De olho na estrutura financeira e o tempo de TV que o partido teria a oferecer, o militar chegou a anunciar que sairia candidato pelo DEM. Nos bastidores, filiados da legenda que não apoiam a candidatura própria, afirmam que Bocalom, já sabia da dissolução do diretório no Estado, mas estaria insistindo na candidatura própria para sair do processo de mudança como vítima de uma rasteira política.

A cúpula do Democratas decidiu ainda que o comando do partido deverá ser ocupado pelos deputados federais, ou seja, no Acre o DEM passaria a ser presidido pelo deputado Alan Rick, que não estaria nada satisfeito com a postura do atual presidente, que tem pretensões no pré-candidatura Coronel Ulysses.

Em entrevista bastante esclarecedora, na manhã de segunda-feira (22), ao jornalista Assem Neto, o mesmo confirmou que o presidente nacional dos democratas, senador Agripino Maia, lhe confiou a responsabilidade de reordenar o partido no acre. E mais: o DEM entrou na briga pra indicar o vice de Gladson, tendo, inclusive, apoio do PMDB, Solidariedade, PTB entre outros partidos. Leia abaixo a entrevista em que Alan Rick diz sonhar com uma mudança de opinião de Bocalom e Ulisses.

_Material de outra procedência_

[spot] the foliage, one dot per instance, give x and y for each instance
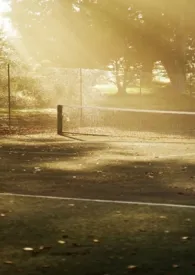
(97, 33)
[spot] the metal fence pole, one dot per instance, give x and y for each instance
(59, 120)
(9, 96)
(81, 97)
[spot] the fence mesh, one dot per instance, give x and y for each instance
(89, 120)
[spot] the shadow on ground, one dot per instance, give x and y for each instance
(98, 171)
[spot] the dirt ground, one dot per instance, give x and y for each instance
(157, 171)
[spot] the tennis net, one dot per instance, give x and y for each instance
(104, 121)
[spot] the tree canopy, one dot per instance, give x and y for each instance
(93, 33)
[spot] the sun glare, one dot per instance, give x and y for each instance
(4, 6)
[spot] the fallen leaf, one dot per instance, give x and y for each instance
(96, 241)
(8, 262)
(45, 266)
(65, 236)
(163, 217)
(28, 249)
(185, 238)
(132, 267)
(175, 265)
(42, 247)
(61, 242)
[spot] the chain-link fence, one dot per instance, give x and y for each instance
(36, 93)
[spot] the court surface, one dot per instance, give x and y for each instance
(96, 205)
(160, 171)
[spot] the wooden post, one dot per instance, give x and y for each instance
(59, 120)
(81, 97)
(140, 83)
(9, 96)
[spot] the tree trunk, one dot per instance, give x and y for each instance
(148, 66)
(175, 73)
(121, 85)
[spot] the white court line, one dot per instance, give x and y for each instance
(176, 156)
(61, 153)
(99, 200)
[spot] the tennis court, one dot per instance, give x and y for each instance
(102, 234)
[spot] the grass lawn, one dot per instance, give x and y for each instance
(93, 238)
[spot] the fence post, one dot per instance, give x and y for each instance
(9, 96)
(59, 120)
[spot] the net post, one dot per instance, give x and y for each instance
(59, 120)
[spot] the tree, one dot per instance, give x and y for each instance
(95, 32)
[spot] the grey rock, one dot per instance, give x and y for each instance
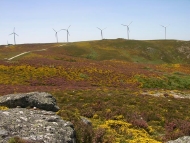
(35, 125)
(184, 139)
(41, 100)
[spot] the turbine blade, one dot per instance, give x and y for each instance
(99, 28)
(54, 30)
(59, 30)
(130, 23)
(162, 25)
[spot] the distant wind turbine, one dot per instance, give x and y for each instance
(127, 29)
(14, 35)
(67, 33)
(101, 31)
(56, 34)
(165, 29)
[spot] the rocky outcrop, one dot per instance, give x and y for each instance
(35, 125)
(32, 117)
(41, 100)
(185, 139)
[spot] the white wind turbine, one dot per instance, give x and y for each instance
(127, 29)
(14, 35)
(101, 31)
(67, 33)
(56, 34)
(165, 29)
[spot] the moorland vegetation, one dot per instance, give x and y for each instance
(104, 81)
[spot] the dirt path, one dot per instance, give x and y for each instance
(24, 53)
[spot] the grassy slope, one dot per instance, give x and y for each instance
(126, 115)
(152, 51)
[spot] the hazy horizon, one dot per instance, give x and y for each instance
(33, 20)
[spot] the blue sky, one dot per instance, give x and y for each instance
(34, 19)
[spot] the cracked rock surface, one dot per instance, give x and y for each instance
(41, 100)
(35, 125)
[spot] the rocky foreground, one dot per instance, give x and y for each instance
(32, 117)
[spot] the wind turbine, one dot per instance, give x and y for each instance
(165, 29)
(101, 31)
(56, 34)
(14, 35)
(67, 33)
(127, 29)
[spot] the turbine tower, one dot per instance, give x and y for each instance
(67, 33)
(101, 31)
(56, 34)
(14, 35)
(127, 29)
(165, 29)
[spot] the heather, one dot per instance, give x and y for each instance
(113, 83)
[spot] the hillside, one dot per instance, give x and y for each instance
(152, 51)
(131, 91)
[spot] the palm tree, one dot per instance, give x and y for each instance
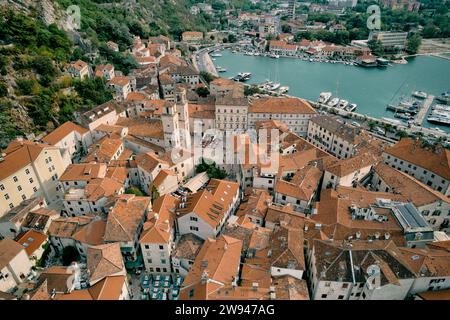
(401, 134)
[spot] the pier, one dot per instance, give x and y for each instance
(424, 110)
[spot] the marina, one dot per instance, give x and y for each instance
(424, 110)
(371, 89)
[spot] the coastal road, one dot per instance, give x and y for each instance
(203, 62)
(363, 120)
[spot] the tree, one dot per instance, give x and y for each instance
(208, 77)
(401, 134)
(251, 90)
(376, 47)
(3, 89)
(286, 28)
(70, 254)
(211, 169)
(413, 43)
(154, 193)
(232, 38)
(303, 35)
(202, 92)
(134, 190)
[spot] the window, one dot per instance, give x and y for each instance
(436, 212)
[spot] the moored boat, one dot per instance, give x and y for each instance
(333, 102)
(445, 97)
(342, 104)
(284, 89)
(420, 94)
(439, 120)
(324, 97)
(351, 107)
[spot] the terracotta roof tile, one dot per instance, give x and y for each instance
(410, 150)
(281, 105)
(104, 260)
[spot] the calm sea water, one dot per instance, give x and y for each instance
(370, 88)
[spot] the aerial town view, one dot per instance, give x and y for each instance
(226, 150)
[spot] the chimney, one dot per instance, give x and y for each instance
(204, 277)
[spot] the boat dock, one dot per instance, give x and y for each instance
(424, 110)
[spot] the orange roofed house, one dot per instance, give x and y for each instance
(157, 237)
(105, 71)
(30, 169)
(122, 86)
(124, 224)
(192, 36)
(91, 198)
(71, 137)
(79, 69)
(14, 264)
(282, 48)
(429, 164)
(215, 268)
(294, 112)
(205, 212)
(339, 271)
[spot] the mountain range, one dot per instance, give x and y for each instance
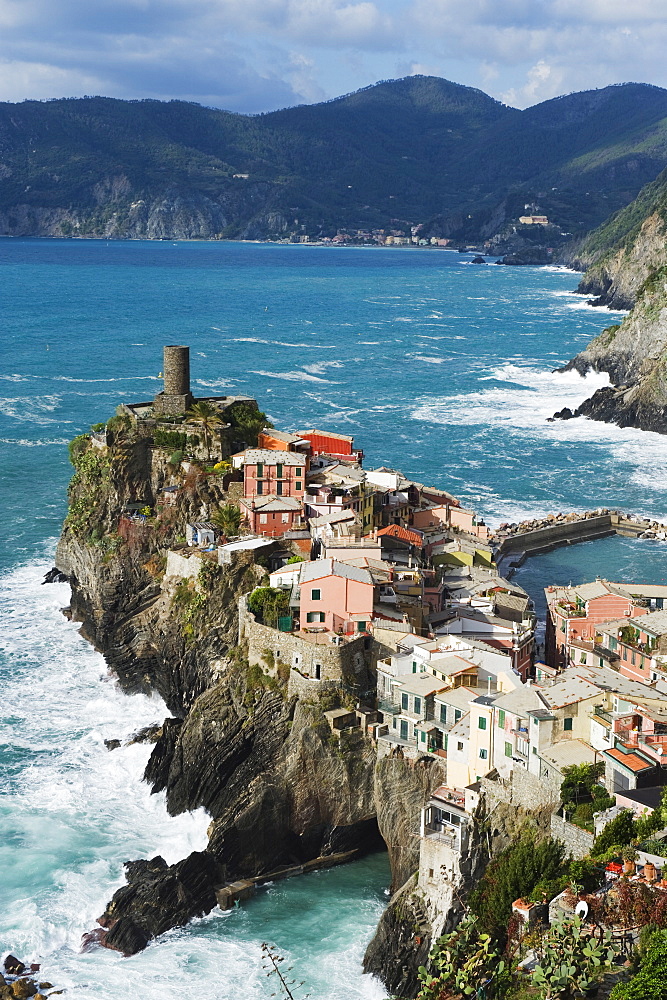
(420, 150)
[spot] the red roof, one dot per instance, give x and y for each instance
(405, 534)
(630, 760)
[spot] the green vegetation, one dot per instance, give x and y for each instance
(248, 421)
(173, 440)
(269, 604)
(208, 417)
(413, 149)
(650, 983)
(526, 869)
(190, 607)
(619, 832)
(86, 488)
(461, 963)
(227, 519)
(571, 960)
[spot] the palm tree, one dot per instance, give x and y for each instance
(227, 518)
(206, 415)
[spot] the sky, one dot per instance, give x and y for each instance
(258, 55)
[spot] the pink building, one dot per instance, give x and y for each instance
(336, 595)
(271, 472)
(575, 613)
(272, 515)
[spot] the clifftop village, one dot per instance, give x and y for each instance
(393, 593)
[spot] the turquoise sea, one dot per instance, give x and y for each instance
(439, 367)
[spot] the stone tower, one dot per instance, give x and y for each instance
(176, 397)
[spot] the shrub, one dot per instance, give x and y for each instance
(515, 873)
(620, 831)
(651, 980)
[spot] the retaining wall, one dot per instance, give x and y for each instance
(579, 843)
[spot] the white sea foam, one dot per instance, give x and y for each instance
(320, 367)
(77, 812)
(524, 400)
(586, 306)
(27, 443)
(72, 812)
(291, 376)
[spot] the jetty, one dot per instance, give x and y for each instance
(514, 543)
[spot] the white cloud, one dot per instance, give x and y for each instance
(257, 54)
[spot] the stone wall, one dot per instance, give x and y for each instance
(323, 661)
(523, 790)
(579, 843)
(185, 566)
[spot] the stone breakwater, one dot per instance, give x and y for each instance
(513, 543)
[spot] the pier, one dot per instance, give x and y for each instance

Abaixo a entrevista em que Alan Rick diz sonhar com uma mudança de opinião de Bocalom e Ulisses

Leia abaixo a entrevista em que Alan Rick diz sonhar com uma mudança de opinião de Bocalom e Ulisses

Confira a entrevista:

Dizem que o senhor quer tomar o DEM…

Alan Rick – Mentira. Em novembro, teve reunião com as executivas estaduais. Estas foram informadas que seriam dissolvidas as atuais executivas estaduais em todos os estados, sendo repassadas para os deputados federais da legenda fazerem uma reorganização. Eu nunca quis fazer parte do diretório. Eles próprios me colocaram como secretário executivo. Eu não aceitarei ser presidente do DEM, mas a mim é confiada a responsabilidade de reordenar o partido. Não fugirei dessas responsabilidade. É bom deixar claro que isso tudo é decisão da Executiva Nacional, ocorrida ainda em novembro.

E essa tal unidade?

Alan Rick – Buscarei a unidade até o fim. O próprio senador Gladson procurou o nosso presidente nacional, admitiu que falhou em certas situações aqui no Acre quando buscou firmar a unidade das oposição, inclusive com a presença do DEM. O senador demonstrou interesse em reconstruir, arrumar a casa, ou seja, alcançar a alternância de poder através da unidade. Achei um gesto humanitário da parte do Gladson. Eu, pessoalmente, sou flexível. Não sei se o Bocalom estará propenso a isso também. Ouvi que  ele não volta atrás na decisão de apoiar o Ulisses.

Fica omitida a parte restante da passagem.